Depuis la fin de Penny Dreadful il y a deux ans, aucun programme n’était parvenu à autant m’obséder… jusqu’à ce que je découvre The Girlfriend Experience.

Produite par le maître Steven Soderbergh, qui avait déjà réalisé un film au même titre, la série suit les aventures de Christine Reade. Aspirante avocate de Chicago qui vire escort girl, elle propose notamment la « girlfriend experience » : une prestation où la prostituée se comporte comme la compagne du client, l’accompagnant au restaurant et l’écoutant parler autant qu’elle lui offre son entrejambe.

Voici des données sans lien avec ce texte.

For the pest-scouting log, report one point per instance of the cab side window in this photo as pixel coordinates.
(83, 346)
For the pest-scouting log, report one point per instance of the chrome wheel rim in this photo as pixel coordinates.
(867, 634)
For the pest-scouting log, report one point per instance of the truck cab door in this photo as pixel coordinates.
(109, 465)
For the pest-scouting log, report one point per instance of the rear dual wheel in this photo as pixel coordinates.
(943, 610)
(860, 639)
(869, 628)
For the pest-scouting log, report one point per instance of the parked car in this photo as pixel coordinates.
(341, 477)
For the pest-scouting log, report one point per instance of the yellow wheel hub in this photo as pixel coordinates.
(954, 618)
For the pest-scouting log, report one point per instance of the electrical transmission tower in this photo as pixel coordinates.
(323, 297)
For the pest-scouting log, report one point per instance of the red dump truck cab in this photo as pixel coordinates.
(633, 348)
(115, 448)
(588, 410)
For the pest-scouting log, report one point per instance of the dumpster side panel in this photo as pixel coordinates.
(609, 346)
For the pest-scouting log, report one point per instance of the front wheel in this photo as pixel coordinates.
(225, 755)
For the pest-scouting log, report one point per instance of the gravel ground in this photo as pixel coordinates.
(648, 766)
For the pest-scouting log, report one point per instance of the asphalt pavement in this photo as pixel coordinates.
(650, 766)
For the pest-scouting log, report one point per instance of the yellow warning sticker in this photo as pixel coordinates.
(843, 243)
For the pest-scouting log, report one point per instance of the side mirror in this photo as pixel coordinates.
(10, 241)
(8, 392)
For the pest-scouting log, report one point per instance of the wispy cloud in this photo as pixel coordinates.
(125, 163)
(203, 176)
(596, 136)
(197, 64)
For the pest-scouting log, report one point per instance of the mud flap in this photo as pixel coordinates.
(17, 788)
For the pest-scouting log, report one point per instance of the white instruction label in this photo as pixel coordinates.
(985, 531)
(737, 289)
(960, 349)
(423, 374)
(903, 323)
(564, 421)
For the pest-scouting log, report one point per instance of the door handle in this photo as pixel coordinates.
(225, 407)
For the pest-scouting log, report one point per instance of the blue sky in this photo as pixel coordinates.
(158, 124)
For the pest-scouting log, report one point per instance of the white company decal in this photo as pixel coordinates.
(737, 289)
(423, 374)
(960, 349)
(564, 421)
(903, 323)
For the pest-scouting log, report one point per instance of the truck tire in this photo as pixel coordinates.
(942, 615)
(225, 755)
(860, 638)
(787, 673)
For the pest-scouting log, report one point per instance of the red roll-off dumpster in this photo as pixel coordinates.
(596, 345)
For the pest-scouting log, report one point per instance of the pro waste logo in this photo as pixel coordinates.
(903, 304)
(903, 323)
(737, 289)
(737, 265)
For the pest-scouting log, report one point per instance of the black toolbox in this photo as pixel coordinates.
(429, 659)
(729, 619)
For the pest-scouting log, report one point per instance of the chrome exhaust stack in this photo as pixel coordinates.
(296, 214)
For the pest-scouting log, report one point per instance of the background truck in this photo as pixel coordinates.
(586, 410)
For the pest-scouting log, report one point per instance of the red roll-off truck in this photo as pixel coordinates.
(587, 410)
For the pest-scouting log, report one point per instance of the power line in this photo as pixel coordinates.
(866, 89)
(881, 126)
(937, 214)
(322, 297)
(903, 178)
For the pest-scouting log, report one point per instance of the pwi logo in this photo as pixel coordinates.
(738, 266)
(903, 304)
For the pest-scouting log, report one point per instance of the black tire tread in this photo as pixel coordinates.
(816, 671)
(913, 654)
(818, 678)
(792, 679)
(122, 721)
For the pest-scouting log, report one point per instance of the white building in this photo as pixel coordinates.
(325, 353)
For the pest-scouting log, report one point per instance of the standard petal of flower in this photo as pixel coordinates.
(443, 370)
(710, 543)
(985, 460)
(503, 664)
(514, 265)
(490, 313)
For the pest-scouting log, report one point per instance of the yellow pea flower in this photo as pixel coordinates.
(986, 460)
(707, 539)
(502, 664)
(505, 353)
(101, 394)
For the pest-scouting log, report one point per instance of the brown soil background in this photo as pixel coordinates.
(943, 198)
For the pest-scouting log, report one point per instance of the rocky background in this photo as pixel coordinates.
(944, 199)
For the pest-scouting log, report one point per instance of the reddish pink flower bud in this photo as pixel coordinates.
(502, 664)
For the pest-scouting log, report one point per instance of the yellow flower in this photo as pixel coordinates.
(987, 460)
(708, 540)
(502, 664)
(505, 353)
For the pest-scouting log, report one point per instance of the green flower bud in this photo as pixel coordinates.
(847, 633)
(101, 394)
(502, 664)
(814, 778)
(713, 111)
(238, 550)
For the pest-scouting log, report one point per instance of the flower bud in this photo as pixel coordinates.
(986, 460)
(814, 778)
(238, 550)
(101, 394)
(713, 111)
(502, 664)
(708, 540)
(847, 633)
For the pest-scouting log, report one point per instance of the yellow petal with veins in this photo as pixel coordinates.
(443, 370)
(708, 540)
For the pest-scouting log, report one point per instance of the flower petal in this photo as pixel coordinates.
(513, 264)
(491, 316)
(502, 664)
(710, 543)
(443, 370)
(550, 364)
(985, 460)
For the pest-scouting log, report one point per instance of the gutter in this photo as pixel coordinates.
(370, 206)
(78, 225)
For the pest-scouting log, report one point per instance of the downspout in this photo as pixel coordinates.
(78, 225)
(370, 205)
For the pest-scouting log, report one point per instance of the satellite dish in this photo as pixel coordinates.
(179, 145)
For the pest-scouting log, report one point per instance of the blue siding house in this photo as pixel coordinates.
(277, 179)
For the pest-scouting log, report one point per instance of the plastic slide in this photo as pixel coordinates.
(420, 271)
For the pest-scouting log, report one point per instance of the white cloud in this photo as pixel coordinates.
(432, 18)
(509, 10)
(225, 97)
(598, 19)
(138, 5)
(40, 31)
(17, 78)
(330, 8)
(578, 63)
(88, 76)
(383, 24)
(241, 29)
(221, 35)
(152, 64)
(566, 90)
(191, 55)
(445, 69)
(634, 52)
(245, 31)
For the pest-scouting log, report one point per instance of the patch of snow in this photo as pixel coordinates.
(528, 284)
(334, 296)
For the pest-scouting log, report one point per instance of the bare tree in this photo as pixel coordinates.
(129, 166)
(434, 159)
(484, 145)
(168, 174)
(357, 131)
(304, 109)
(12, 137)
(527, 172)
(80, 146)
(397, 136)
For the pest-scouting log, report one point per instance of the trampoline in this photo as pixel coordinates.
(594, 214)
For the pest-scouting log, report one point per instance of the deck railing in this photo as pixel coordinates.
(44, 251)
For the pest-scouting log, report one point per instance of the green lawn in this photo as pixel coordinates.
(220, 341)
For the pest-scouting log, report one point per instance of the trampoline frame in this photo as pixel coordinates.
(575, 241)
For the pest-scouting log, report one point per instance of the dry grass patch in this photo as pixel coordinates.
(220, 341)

« Encore une histoire sur une étudiante qui vend son corps pour payer ses études », me direz-vous. Loin de là ! Bien que traitant d’un sujet vu et revu, la pépite de la chaîne Starz comporte son lot de surprises. On se penche sur cette série hautement addictive…

Une esthétique ultra léchée

Chaque plan est filmé avec une beauté saisissante, d’une simple porte qui s’ouvre aux rapports sexuels de Chelsea — l’alias de Christine. Les décors sont minimalistes, sans jamais être simplistes, et s’appuient grandement sur l’utilisation du verre. Une transparence qui résonne avec l’opacité du milieu des escorts de haute volée.

À vrai dire, la caméra renvoie à un certain voyeurisme. Comme un plaisir coupable, où le spectateur se retrouve client à son insu, tout en étant pleinement consentant…

Crédits : The Girlfriend Experience — Starz.

Chelsea, l’anti-victime

Si la série aurait facilement pu glisser vers les clichés, elle les évite avec brio. Le personnage de Christine / Chelsea est un trésor de complexité. Là où les protagonistes se révèlent généralement au fil des épisodes, elle paraît de plus en plus insaisissable à mesure que l’intrigue se poursuit.

Ne cherchez pas l’archétype de la victime, ce n’en est pas une. Ni fauchée, ni psychologiquement dérangée, elle s’engage dans la prostitution en toute conscience. Tout au long de la saison, vous n’aurez qu’une seule envie : vous glissez dans sa tête pour la comprendre…

Crédits : The Girlfriend Experience —Starz.

Escort girl : une profession amorale

En définitive, la série ne porte aucun jugement sur la prostitution en soi. Comme n’importe quel autre travail, il n’est ni bon, ni mauvais… C’est d’autant plus visible lorsque, dans les premiers épisodes, Christine dîne avec Jacqueline, directrice d’une agence d’escorts — ou maquerelle, selon votre façon de voir. Quoi qu’il en soit, on jurerait un entretien avec un chasseur de tête pour un poste de chef de projet marketing.

The Girlfriend Experience interroge également sur nos données personnelles et la disponibilité des informations nous concernant, mais aussi sur la manière dont nous choisissons d’offrir — ou non — ces précieuses parties de nous. Et si, d’une certaine façon, nous étions tous la prostituée de quelqu’un…? •

The Girlfriend Experience, une série de la chaîne Starz, actuellement disponible sur Canal Play et Amazon Prime Video.